Nogales is a pioneer in using electron microscopy for the structural and functional characterization of macromolecular complexes. She used electron crystallography to obtain the first structure of tubulin and identify the binding site of the important anti-cancer drug taxol. She is a involved in work combining cryo-EM, computational image analysis and biochemical assays to gain insights into function and regulation of biological complexes and molecular machines. Her work has uncovered aspects of cellular function that are relevant to the treatment of cancer and other diseases.
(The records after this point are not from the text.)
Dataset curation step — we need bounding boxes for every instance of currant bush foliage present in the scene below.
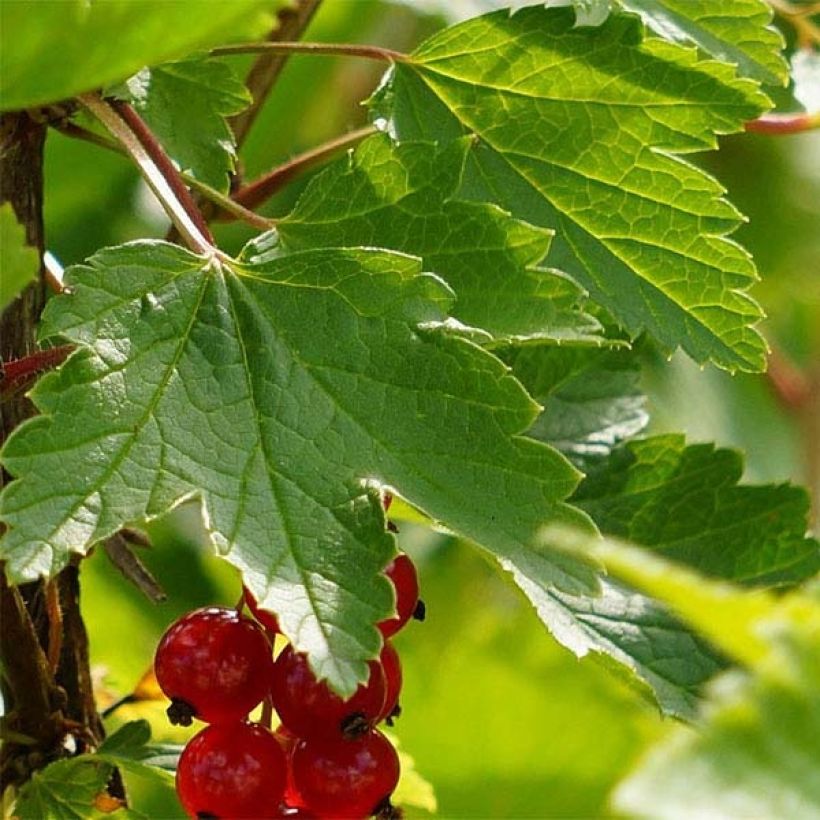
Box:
[0,0,818,776]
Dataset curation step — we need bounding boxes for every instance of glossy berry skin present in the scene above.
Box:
[154,607,273,725]
[378,552,419,638]
[376,641,401,723]
[270,646,385,737]
[242,586,282,636]
[293,729,399,818]
[176,722,286,820]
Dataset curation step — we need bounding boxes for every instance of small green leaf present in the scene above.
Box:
[277,135,600,342]
[0,202,40,310]
[15,755,115,820]
[620,0,789,85]
[97,720,182,785]
[376,7,769,370]
[573,435,820,586]
[115,59,251,192]
[0,0,278,110]
[504,346,649,472]
[0,242,595,693]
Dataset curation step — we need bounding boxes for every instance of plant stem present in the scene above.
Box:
[51,122,273,230]
[181,174,276,231]
[211,41,410,63]
[745,111,820,136]
[78,94,215,255]
[232,125,377,208]
[230,0,322,148]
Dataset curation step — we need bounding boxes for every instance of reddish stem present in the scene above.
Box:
[745,111,820,136]
[0,345,74,395]
[231,125,376,210]
[109,99,214,245]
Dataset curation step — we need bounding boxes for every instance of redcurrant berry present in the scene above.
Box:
[242,586,282,636]
[293,729,399,818]
[270,646,385,737]
[377,641,401,726]
[154,607,273,726]
[379,552,419,638]
[177,722,286,820]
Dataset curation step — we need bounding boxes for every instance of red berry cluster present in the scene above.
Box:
[155,528,423,820]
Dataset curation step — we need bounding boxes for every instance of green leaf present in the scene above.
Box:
[0,202,40,310]
[620,0,789,85]
[97,720,182,785]
[115,59,251,192]
[614,632,820,820]
[504,346,649,472]
[376,8,768,370]
[0,242,595,694]
[277,135,600,341]
[14,755,117,820]
[588,539,820,820]
[573,435,820,586]
[0,0,278,110]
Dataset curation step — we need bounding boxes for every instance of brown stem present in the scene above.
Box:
[744,111,820,136]
[233,125,377,213]
[230,0,322,148]
[0,112,103,790]
[109,100,214,245]
[766,345,811,413]
[211,42,410,63]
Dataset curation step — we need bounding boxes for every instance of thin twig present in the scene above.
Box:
[232,125,377,213]
[211,42,410,63]
[744,111,820,136]
[78,94,215,255]
[766,344,811,413]
[103,533,168,604]
[50,117,273,230]
[109,99,214,245]
[181,174,276,231]
[230,0,322,148]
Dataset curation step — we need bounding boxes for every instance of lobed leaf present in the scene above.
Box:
[504,346,649,472]
[382,7,768,370]
[277,135,600,343]
[0,0,278,110]
[117,58,251,192]
[0,242,595,693]
[573,435,820,586]
[619,0,789,85]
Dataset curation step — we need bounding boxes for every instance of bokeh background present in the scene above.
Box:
[40,0,820,818]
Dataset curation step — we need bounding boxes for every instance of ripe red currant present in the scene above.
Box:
[293,729,399,818]
[379,552,419,638]
[176,722,286,820]
[377,641,401,726]
[270,646,385,737]
[154,607,273,726]
[242,586,282,636]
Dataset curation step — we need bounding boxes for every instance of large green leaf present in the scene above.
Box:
[113,59,251,191]
[376,7,768,370]
[573,435,820,586]
[580,539,820,820]
[0,242,595,693]
[619,0,789,85]
[0,202,40,310]
[504,346,649,472]
[277,135,599,341]
[0,0,276,110]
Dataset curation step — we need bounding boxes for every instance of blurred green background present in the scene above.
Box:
[35,0,820,817]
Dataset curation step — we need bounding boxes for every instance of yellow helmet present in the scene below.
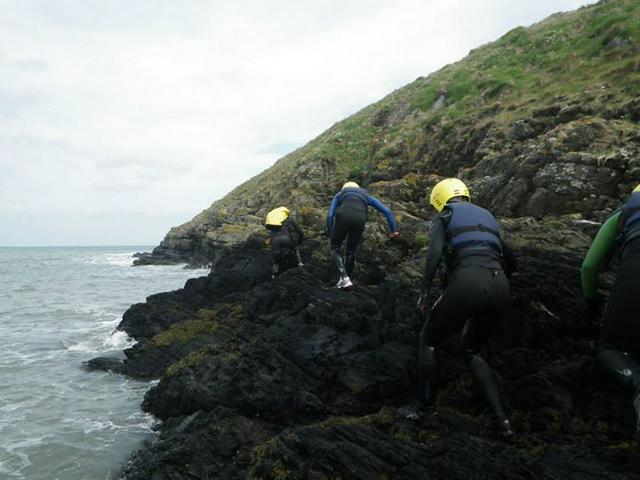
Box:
[265,207,290,226]
[429,178,471,212]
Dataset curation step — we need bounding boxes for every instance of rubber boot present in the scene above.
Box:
[417,318,440,412]
[596,348,640,441]
[417,345,440,412]
[465,351,514,438]
[331,248,347,277]
[331,248,353,289]
[344,252,356,276]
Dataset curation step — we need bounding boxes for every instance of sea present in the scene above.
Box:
[0,246,207,480]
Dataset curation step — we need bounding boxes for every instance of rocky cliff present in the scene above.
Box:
[90,0,640,480]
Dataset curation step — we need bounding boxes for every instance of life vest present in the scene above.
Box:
[265,207,290,227]
[445,202,502,253]
[338,187,369,210]
[619,192,640,250]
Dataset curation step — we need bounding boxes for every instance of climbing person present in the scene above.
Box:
[580,185,640,440]
[418,178,516,437]
[265,207,304,278]
[327,182,400,288]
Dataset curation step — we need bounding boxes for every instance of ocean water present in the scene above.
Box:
[0,247,206,480]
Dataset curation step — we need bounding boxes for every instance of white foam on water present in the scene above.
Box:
[62,316,137,353]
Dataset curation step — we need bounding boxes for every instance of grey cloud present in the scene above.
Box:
[9,58,49,72]
[256,142,302,155]
[95,157,192,173]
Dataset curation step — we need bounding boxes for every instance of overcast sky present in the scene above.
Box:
[0,0,589,245]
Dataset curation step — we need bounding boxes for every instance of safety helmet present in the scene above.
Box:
[429,178,471,212]
[265,207,290,226]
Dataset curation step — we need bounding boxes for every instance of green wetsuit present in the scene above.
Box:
[580,211,620,300]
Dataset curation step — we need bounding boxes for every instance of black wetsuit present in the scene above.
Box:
[419,202,516,420]
[327,187,397,275]
[594,193,640,402]
[331,200,367,275]
[267,218,304,275]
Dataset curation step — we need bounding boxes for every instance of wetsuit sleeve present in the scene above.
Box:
[500,239,518,276]
[327,193,340,234]
[367,195,398,233]
[580,212,620,300]
[420,216,447,292]
[289,218,304,244]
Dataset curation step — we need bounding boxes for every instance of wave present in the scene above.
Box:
[62,317,137,353]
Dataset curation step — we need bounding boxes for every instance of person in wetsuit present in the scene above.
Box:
[265,207,304,278]
[418,178,516,436]
[580,185,640,440]
[327,182,400,288]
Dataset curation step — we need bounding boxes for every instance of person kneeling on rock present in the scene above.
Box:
[580,185,640,439]
[418,178,516,437]
[265,207,304,278]
[327,182,400,288]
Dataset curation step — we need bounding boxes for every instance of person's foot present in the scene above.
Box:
[336,275,353,289]
[496,419,515,439]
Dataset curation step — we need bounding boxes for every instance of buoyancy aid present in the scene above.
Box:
[445,202,502,253]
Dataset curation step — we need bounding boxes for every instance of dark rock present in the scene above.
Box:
[85,357,123,373]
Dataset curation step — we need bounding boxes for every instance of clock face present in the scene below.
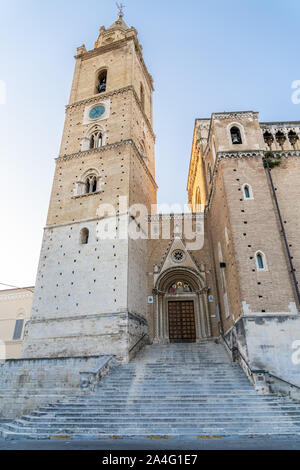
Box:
[89,106,105,119]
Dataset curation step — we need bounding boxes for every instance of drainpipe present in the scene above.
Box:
[264,158,300,304]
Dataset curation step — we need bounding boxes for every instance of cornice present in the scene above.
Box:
[55,139,158,189]
[0,292,33,302]
[148,212,204,222]
[75,36,154,91]
[66,85,156,141]
[205,150,300,214]
[211,111,258,119]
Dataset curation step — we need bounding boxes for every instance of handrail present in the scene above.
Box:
[222,336,300,390]
[266,372,300,390]
[264,158,300,304]
[129,333,148,352]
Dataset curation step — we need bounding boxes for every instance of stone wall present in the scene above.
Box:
[0,356,111,418]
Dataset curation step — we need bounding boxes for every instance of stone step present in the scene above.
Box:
[0,342,300,439]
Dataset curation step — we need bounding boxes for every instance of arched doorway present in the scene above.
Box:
[166,280,196,343]
[153,268,211,343]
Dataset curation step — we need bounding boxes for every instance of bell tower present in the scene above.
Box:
[23,11,157,360]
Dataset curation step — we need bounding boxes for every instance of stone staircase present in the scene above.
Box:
[0,341,300,439]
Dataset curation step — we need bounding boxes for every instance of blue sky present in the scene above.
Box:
[0,0,300,286]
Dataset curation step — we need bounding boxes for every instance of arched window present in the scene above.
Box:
[243,184,254,199]
[80,228,90,245]
[168,281,193,294]
[97,70,107,93]
[275,131,286,149]
[288,130,299,149]
[85,175,97,194]
[90,132,103,149]
[264,131,274,148]
[13,318,24,341]
[230,126,242,145]
[207,163,212,183]
[140,84,145,109]
[255,251,268,271]
[195,186,201,206]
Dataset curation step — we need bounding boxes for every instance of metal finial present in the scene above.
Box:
[116,3,125,18]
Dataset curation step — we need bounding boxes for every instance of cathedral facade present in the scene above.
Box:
[14,14,300,394]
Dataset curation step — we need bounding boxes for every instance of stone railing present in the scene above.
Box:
[217,150,300,159]
[79,356,114,392]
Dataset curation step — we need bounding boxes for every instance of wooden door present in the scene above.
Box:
[168,300,196,343]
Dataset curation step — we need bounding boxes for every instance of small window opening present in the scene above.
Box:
[244,186,250,199]
[288,131,299,149]
[13,318,24,341]
[230,126,242,144]
[264,131,274,148]
[97,70,107,93]
[140,84,145,109]
[80,228,90,245]
[90,132,103,149]
[256,253,265,269]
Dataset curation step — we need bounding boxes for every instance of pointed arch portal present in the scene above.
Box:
[153,267,211,343]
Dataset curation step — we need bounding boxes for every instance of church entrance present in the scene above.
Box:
[168,300,196,343]
[153,266,211,344]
==Early life and education==
Eva Nogales obtained her BS degree in physics from the Autonomous University of Madrid in 1988. She later earned her PhD from the University of Keele in 1992 while working at the Synchrotron Radiation Source under the supervision of Joan Bordas.

==Career==
During her post-doctoral work in the laboratory of Ken Downing at the Lawrence Berkeley National Laboratory, Eva Nogales was the first to determine the atomic structure of tubulin and the location of the taxol-binding site by electron crystallography. She became an assistant professor in the Department of Molecular and Cell Biology at the University of California, Berkeley in 1998. In 2000 she became an investigator in the Howard Hughes Medical Institute. As cryo-EM techniques became more powerful, she became a leader in applying cryo-EM to the study of microtubule structure and function and other large macromolecular assemblies such as eukaryotic transcription and translation initiation complexes, the polycomb complex PRC2, and telomerase.

==Selected publications==
- Nogales, Eva (1999). "High-Resolution Model of the Microtubule"
- Löwe, J. (2001). "Refined structure of αβ-tubulin at 3.5 Å resolution11Edited by I. A. Wilson"
- Nogales, Eva (2001). "Structural Insights into Microtubule Function"

==Awards==
- 2000: investigator, Howard Hughes Medical Institute
- 2005: Early Career Life Scientist Award, American Society for Cell Biology
- 2006: Chabot Science Award for Excellence
- 2015: Dorothy Crowfoot Hodgkin Award, Protein Society
- 2015: Elected as a member of the US National Academy of Sciences
- 2016: Elected to the American Academy of Arts and Sciences
- 2018: Women in Cell Biology Award (Senior), American Society for Cell Biology
- 2019: Grimwade Medal for Biochemistry.
- 2021: AAAS Fellows Award.
- 2023: Shaw Prize in Life Sciences.
- 2025: Foreign Member of the Royal Society.

==Personal life==
Nogales is married to Howard Padmore and they have two children.